Unterschiedliche Reaktionen auf Konferenz-Boykott
Der Zentralrat der Juden in Deutschland hat den Verzicht Deutschlands begrüßt. Der Vizepräsident des Zentralrats, Dieter Graumann, äußerte im Gespräch mit dem Onlineportal Handelsblatt.com. aber zugleich heftige Kritik an der Europäischen Union: "Dass Europa sich hier so uneinig zeigt, ist eine Schande."
Die Grünen und die Linkspartei kritisierten unterdessen den Boykott. Über die Parteigrenzen hinweg wurde bedauert, dass sich die Europäische Union auf keine einheitliche Linie einigen konnte. FDP-Fraktionsvize Werner Hoyer erklärte, damit blamiere sich die EU "bis auf die Knochen".
Frankreich hatte sich erst in letzter Minute zur Teilnahme entschlossen. Laut Angaben von Außenminister Bernard Kouchner werde der französische Vertreter die Veranstaltung aber sofort verlassen, falls sie zu einer Plattform für rassistische Äußerungen gegenüber Israel werden sollte.
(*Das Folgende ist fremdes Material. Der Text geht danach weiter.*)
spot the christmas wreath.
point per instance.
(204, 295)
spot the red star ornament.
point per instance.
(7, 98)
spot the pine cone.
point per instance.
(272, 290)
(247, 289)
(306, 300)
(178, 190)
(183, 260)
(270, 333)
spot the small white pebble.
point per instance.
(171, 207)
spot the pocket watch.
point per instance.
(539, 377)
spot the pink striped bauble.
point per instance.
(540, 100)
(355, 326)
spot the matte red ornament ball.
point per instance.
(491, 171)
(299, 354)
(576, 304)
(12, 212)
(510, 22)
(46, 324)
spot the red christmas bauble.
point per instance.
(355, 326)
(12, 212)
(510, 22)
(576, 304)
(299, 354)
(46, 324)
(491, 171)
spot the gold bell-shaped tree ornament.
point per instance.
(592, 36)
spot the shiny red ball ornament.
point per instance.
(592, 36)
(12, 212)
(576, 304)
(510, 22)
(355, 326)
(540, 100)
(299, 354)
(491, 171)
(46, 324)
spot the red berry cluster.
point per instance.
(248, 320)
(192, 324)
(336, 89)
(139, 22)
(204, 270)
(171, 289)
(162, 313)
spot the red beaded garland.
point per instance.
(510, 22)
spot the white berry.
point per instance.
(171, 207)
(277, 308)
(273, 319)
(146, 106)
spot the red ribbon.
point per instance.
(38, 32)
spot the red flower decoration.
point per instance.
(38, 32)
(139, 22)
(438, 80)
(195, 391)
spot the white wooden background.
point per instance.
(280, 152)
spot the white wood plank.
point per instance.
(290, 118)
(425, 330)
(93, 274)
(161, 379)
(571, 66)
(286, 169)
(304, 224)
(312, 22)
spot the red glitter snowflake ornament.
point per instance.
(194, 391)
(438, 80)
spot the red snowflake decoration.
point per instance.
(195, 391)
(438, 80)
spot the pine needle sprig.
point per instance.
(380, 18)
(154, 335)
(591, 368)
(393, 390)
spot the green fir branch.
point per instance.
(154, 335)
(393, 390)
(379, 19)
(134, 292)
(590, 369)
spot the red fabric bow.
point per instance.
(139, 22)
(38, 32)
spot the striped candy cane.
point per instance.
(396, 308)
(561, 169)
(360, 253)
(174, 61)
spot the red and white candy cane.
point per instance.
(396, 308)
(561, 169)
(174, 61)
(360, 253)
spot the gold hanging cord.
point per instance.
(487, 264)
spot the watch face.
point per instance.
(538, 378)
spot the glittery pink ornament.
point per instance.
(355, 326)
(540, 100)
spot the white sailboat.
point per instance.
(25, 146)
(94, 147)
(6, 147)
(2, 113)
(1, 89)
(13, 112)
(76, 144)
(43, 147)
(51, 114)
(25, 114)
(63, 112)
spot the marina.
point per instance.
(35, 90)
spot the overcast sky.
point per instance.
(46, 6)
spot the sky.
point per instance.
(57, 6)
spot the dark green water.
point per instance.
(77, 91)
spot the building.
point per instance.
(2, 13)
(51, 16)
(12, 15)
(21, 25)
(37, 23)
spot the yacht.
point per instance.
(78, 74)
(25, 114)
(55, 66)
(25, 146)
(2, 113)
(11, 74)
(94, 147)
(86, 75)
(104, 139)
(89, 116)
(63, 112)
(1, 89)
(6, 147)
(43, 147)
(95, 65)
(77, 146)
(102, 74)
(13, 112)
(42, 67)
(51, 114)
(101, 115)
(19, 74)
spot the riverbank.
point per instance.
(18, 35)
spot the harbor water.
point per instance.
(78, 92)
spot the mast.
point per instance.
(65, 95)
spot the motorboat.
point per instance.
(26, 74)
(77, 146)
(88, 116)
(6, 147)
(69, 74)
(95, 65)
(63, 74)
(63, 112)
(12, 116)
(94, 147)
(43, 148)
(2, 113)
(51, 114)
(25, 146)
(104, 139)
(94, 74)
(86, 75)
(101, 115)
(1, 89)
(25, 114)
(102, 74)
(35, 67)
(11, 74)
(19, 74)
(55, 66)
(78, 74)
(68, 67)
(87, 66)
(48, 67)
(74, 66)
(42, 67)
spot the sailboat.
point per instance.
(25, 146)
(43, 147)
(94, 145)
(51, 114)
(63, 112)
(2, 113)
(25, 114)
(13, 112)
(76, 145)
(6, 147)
US-Präsident Barack Obama führte die Absage der USA darauf zurück, dass die Organisatoren darauf bestanden hätten, "heuchlerische" Rassismus-Vorwürfe gegen Israel zu präsentieren. Zu den Konferenzteilnehmern gehört Irans Staatspräsident Mahmud Ahmadinedschad. Er ist für seine scharfen Verurteilungen Israels bekannt.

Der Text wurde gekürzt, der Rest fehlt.